Si les prises de position de la juge ont été beaucoup louées, certains se sont étonnés de voir une figure censée être neutre se montrer si partiale. « Il faut qu’il y ait un semblant d’impartialité, peu importe si vous détestez la personne. Ce n’est pas le rôle d’un juge de guérir des personnes », a dit le juge William Collette, un de ses collègues depuis des années dans le comté d’Ingham. Plus grave, selon CNN, le fait qu’elle ait regretté que « le traitement cruel et inhumain soit interdit par la Constitution (…) car j’aurais autorisé qu’on lui fasse ce qu’il leur a fait subir », pourrait être utilisé par la défense lors d’un éventuel appel.

Rachael Denhollander, la première voix

Rachael Denhollander. / JEFF KOWALSKY / AFP

A l’été 2016, les soupçons de pédophilie contre Larry Nassar existaient mais étaient loin d’être étayés. Il aura fallu un journal régional et une ancienne gymnaste devenue avocate pour qu’il soit mis hors d’état de nuire. L’Indianapolis Star publie, en août 2016, une enquête mettant en cause la fédération de gymnastique pour protéger des entraîneurs accusés d’abus sexuels sur des gymnastes.

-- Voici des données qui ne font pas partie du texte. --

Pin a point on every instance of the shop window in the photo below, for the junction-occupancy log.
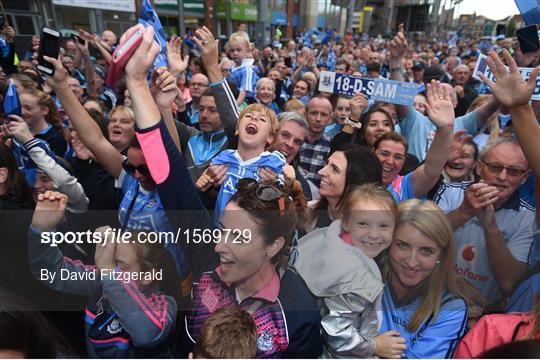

Les informations sont à peine reprises dans la presse nationale, mais elles arrivent jusqu’à Rachael Denhollander, une avocate de 33 ans résidant dans le Kentucky. A 15 ans, alors qu’elle était gymnaste, elle a subi les attouchements de Larry Nassar. Enhardie par ce qu’elle lit, elle contacte les journalistes et décide d’aller porter plainte devant la police de l’université de Michigan State, là même où elle a subi les abus. « La voix de Denhollander a sonné le glas de Nasser. C’est sa plainte qui l’a arrêté, et ouvert les vannes pour permettre à près de 200 autres femmes de témoigner », écrit The Detroit News.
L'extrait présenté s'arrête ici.